If you read this blog regularly, then you know I’m a member of an angel investor group (Willamette Angel Conference) and a fan of angelsoft.net, which our group, and hundreds of others, uses to manage the process.

Still, I was quite concerned the other day to read the fox-in-henhouse problem posted in a very well-written and thoughtful post called 11 Lessons I Learned Raising Venture Capital:

“Be wary of angel networks. We presented to two angel networks in Seattle. Both were a waste of time and in fact caused us more anxiety than anything. At one presentation, the ‘CFO for hire’ of one of our competitors was sitting in the front row as we went through our detailed plans and exposed our secret sauce. He was madly taking notes. At the other presentation, the lead attorney for our biggest competitor was in the room. In my humble opinion, this is complete bullshit. Angel networks should do a much better job of ensuring that the sensitive details that they force startups to share don’t get in the hands of direct competitors. Know that when you apply to these networks, not only will you stand a chance of presenting to your competition, the docs you submit to the angel network or upload to AngelSoft can be accessed by hundreds of people that you can’t screen.”

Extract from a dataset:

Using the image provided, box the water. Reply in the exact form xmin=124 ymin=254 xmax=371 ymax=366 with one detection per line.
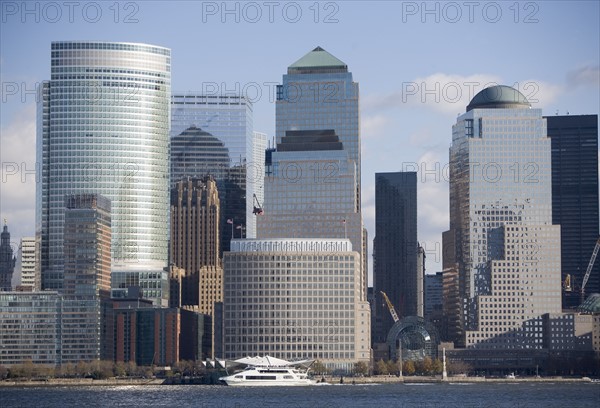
xmin=0 ymin=382 xmax=600 ymax=408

Our group made its investment just a few days ago, May 13, as I posted here on this blog. I don’t think we had this problem; as I look back on the 37 companies who started the process, and especially the six finalists, they were all in different industries and I don’t think any one of our investors was linked to any of their competitors. I hope. Still, I do know one company chose not to put its full information onto the website, choosing instead to email its business plan as a PDF to investor members who asked for it. I can see how it could be a problem.

I just sent an email to all the members of our group, suggesting that we put up some provisions, for next year, to deal with this possibility.

Ironically, that 11 Lessons post also recommends “cast a broad net” when looking for investors, which would seem to contradict the caution about angel groups. I liked the rest of the post, but I disagree about casting a broad net. I think you need to carefully research investors before approaching them, and then approach only well-suited investors and approach them correctly and carefully.